Un dato interesante es que la localidad cuenta con el hotel más antiguo de Tenerife sur, con más de 60 años de funcionamiento. La historia del hotel El Médano comenzó entre el 1910 y el 1915, cuando el local era un almacén de empaquetado de tomates. En los años 40 el edificio se reformó para convertirse en una sala de fiestas y posteriormente, en la década de los 60, su promotor, Francisco García Feo, tuvo la visión de convertir el edificio en lo que es hoy.
En la actualidad El Médano es una de las playas más hermosas del sur de Tenerife. Destaca por la belleza de su fina arena gris y la majestuosa vista del cono volcánico Montaña Roja que parece que la abraza y cuenta con la distinción de Bandera Azul, un galardón que se otorga a aquellas playas que cumplen una serie de criterios de calidad, seguridad, higiene, prestación de servicios y cuidado del medioambiente, lo que garantiza excelentes prestaciones y condiciones óptimas del agua para el baño.
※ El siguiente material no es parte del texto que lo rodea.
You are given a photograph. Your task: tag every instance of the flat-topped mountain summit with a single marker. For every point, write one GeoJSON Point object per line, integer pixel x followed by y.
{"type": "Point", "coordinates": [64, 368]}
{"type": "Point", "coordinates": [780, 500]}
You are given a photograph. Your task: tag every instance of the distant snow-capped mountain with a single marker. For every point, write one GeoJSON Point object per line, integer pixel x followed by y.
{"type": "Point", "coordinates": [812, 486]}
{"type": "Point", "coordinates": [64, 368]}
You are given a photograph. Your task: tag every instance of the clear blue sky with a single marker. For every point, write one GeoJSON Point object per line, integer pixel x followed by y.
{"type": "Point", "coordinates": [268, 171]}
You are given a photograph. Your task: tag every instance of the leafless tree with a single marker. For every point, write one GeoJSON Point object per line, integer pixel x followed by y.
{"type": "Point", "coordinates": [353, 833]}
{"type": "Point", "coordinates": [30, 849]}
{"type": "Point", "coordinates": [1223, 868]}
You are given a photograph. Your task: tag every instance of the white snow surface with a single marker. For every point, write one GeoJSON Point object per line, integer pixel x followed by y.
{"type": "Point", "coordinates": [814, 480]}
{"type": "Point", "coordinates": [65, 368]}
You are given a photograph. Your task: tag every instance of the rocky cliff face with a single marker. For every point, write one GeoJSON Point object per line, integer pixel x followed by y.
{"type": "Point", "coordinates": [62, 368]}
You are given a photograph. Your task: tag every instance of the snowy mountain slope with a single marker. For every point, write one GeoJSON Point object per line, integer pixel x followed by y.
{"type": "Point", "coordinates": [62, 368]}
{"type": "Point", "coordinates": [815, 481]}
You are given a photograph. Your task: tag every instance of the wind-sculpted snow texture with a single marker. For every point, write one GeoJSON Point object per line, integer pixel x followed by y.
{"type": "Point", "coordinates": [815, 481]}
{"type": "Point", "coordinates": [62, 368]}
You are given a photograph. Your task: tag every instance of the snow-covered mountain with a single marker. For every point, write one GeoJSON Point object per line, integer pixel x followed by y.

La zona cercana al pueblo y su hotel es la más familiar y con menos oleaje, mientras que la zona más alejada es ideal para la práctica del windsurf por sus vientos dominantes. Una amplia calzada paralela al mar conduce hasta el hotel Playa Sur y a medida que se avanza por el bello paseo marítimo, tropezamos con tiendas de artículos de surf y de playa, así como con una gran variedad de restaurantes y cafeterías, en un ambiente muy cosmopolita.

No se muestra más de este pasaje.